FastAPI Rate Limiting: A Practical Tutorial

Intermediate 11 min read

What you'll learn

✓Why rate limiting belongs in your API
✓Fixed window vs sliding window vs token bucket
✓Wiring slowapi into a FastAPI app
✓Per-IP and per-user limits with Redis storage
✓Returning Retry-After and standard headers
✓Pitfalls behind proxies and load balancers

Prerequisites

•Comfort writing FastAPI routes

Rate limiting is one of those features that feels boring until your API gets hammered. Adding it early is much cheaper than retrofitting it after an incident.

What and Why

Rate limiting caps how many requests a single client can make in a window of time. It protects you from abusive clients, runaway loops in your own front-end, and surprise costs from downstream services. It also gives you a clear contract: “100 requests per minute per API key” is easier to support than “be reasonable.”

Mental Model

Three algorithms cover almost every use case. A fixed window counts requests in discrete intervals (the cheap default). A sliding window smooths the edges so a burst at the boundary cannot use two windows at once. A token bucket refills at a steady rate and allows controlled bursts. Most libraries pick one and expose it as a decorator or middleware.

Storage matters too. In-memory counters work on a single process; Redis (or another shared store) is required as soon as you run more than one worker.

Hands-on Example

slowapi is the most popular FastAPI integration. With Redis as backend:

from fastapi import FastAPI, Request, Depends
from slowapi import Limiter, _rate_limit_exceeded_handler
from slowapi.errors import RateLimitExceeded
from slowapi.util import get_remote_address

limiter = Limiter(
    key_func=get_remote_address,
    storage_uri="redis://localhost:6379",
    default_limits=["100/minute"],
)

app = FastAPI()
app.state.limiter = limiter
app.add_exception_handler(RateLimitExceeded, _rate_limit_exceeded_handler)

@app.get("/public")
@limiter.limit("10/minute")
async def public(request: Request):
    return {"ok": True}

def user_key(request: Request) -> str:
    user = request.headers.get("X-API-Key", "")
    return user or get_remote_address(request)

@app.post("/expensive")
@limiter.limit("5/minute", key_func=user_key)
async def expensive(request: Request):
    return {"queued": True}

Each request derives a key (IP or API key), looks up the counter in Redis, increments it, and either passes through or returns 429 with Retry-After.

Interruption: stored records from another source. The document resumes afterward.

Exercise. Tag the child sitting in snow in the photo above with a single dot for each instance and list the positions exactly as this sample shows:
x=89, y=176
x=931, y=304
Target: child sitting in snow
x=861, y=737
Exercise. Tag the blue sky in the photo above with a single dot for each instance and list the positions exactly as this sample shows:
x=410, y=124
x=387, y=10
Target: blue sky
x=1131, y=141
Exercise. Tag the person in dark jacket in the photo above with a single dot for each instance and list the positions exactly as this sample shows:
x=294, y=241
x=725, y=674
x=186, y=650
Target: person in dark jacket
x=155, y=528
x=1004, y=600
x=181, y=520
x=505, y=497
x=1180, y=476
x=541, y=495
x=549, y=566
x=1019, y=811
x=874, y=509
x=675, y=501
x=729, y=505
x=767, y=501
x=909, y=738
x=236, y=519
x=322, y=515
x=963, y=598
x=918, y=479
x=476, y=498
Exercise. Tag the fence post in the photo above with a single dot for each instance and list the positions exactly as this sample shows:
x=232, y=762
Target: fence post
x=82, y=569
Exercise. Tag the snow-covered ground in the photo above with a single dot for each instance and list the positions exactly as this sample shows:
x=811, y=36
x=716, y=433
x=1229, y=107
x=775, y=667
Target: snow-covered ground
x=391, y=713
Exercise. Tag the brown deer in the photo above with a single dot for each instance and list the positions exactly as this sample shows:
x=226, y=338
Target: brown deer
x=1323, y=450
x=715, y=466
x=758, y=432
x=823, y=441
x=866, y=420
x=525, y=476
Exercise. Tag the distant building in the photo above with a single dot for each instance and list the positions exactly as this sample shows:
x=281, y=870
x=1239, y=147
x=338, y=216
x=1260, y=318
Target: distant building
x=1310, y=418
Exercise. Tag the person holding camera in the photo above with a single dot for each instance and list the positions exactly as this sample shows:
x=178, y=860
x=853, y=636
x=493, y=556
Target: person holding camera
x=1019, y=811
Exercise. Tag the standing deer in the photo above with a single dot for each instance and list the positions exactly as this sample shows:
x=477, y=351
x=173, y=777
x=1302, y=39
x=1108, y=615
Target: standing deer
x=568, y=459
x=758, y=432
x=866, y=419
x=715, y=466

When a client exceeds its limit, slowapi returns 429 Too Many Requests with a Retry-After header.

Common Pitfalls

The first pitfall is using get_remote_address behind a proxy. Without X-Forwarded-For handling, every request looks like it came from the load balancer, and you rate-limit yourself off the internet. Configure your reverse proxy to pass the client IP and read it with request.client.host only after Uvicorn’s --proxy-headers is enabled.

The second is in-memory storage with multiple workers. Each worker maintains its own counter, so a “10/minute” limit becomes “10 per worker per minute.” Use Redis.

The third is limiting the wrong key. Limiting by IP punishes shared networks (offices, mobile carriers). Prefer API keys or authenticated user IDs where you have them, with IP as a fallback.

The fourth is forgetting to expose limit info. Clients cannot back off intelligently without X-RateLimit-Limit, X-RateLimit-Remaining, and Retry-After headers.

Practical Tips

Set generous defaults globally and tighter limits on expensive routes individually. Whitelist internal services by checking a header or source IP before the limiter. Log 429s so you can spot abusive patterns and legitimate clients who need a higher tier.

For very high traffic, consider doing rate limiting at the edge (NGINX, Cloudflare, or your API gateway) and using FastAPI’s limiter only as a safety net.

Wrap-up

Rate limiting in FastAPI is mostly about choosing a sensible algorithm, picking a stable key per client, and using a shared store from day one. Get the basics right and you have a calmer API, happier users, and a much quieter on-call rotation.